Пётр Алексеевич тем не менее бутылку переставил.

– А к тому, – проникновенно сообщил Александр Семёнович, – что у каждого, я думаю, есть… Как сказать? Есть такая музыкальная шкатулочка, которая Богом ли, природой ли, при рождении в человека вложена. Вроде того. Но штука в том, что раскрывать эту шкатулочку и в ней копаться – детальки менять, пружинки подкручивать – нельзя. Нипочём нельзя. – Он подцепил на вилку кусочек розовой редиски. – Не то что копаться – проговориться о её содержимом человеку и то невозможно. Потому что такое там… Жуткое дело. Иной даже на всякий случай глаза закроет, специально не разбирается – не знает в точности, что там схоронено, чтоб ненароком не сболтнуть.

– Непонятно, – сказала Полина.

– Напротив, – возразил Пётр Алексеевич, – очень даже понятно.
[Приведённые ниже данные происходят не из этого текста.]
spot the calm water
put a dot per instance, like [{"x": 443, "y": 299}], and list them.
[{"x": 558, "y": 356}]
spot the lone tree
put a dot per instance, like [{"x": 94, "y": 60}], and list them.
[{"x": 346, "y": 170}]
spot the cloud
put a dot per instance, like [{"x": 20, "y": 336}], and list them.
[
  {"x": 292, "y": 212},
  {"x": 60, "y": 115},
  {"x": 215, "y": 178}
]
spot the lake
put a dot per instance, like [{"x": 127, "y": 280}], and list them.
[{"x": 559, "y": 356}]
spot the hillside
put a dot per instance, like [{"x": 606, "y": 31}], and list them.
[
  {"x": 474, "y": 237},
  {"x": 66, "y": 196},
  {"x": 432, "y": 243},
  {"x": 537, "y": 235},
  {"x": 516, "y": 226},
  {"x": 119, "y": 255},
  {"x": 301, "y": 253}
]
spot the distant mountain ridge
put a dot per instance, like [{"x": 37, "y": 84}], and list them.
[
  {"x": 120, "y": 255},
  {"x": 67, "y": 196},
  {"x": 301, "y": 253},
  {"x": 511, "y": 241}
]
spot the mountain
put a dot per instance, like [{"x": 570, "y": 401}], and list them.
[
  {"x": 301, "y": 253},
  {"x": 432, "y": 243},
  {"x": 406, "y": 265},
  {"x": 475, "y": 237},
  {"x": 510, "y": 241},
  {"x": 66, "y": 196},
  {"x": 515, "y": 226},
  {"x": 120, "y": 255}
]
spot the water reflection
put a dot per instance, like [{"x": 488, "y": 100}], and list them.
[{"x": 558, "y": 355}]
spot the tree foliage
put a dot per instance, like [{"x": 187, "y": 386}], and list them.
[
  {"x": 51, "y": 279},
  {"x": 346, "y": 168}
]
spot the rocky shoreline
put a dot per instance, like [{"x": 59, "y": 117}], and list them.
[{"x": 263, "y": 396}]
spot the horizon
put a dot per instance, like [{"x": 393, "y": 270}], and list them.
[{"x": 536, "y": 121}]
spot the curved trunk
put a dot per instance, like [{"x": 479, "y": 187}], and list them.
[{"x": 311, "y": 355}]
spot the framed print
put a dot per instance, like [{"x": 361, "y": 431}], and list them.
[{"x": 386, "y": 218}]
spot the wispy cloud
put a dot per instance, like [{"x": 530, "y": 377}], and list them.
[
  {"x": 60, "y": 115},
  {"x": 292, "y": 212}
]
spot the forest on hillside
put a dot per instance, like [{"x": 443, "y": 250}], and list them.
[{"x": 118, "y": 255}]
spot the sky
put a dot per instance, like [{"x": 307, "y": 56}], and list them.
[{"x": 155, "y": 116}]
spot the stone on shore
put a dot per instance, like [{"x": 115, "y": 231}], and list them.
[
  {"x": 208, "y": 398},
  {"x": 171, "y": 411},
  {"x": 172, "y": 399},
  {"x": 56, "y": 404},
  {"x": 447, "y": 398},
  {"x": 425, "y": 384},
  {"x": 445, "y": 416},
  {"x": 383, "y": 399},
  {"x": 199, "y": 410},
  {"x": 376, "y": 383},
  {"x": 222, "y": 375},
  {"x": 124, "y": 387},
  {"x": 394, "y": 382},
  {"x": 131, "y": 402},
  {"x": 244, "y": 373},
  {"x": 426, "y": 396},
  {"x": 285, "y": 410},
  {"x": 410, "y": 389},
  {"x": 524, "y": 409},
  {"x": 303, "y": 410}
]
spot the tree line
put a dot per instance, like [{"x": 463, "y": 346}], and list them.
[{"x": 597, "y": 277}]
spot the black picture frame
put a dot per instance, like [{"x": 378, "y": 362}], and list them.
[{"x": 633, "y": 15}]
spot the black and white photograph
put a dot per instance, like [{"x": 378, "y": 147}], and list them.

То, что нам даруется, даруется букетом, в одной упаковке. Комплектность в этой шкатулочке сложная – если будет нерушима, то работает, играет, а если какой противовес собьётся – конец всей музыке. То есть оно тут всё одновременно, нераздельно и невычленимо – постыдное и ангельское – и только так фурычит. – Пётр Алексеевич посмотрел на Полину. – Вот человек рисует, хорошо рисует, а жена говорит: «Дорогой, ты у меня самый лучший и талантливый! Вот если бы ты ещё кукарекать перестал, было бы полное счастье! Будь добр, зайчонок, перестань кукарекать!» Зайчонок любит жену, поэтому ведётся, не бросает её к чертям собачьим, а совершает над собой неимоверное усилие и перестаёт кукарекать. И заканчивается как художник. Просто становится другим человеком. – Он перевёл взгляд на тестя. – Я правильно вас понял, Александр Семёныч?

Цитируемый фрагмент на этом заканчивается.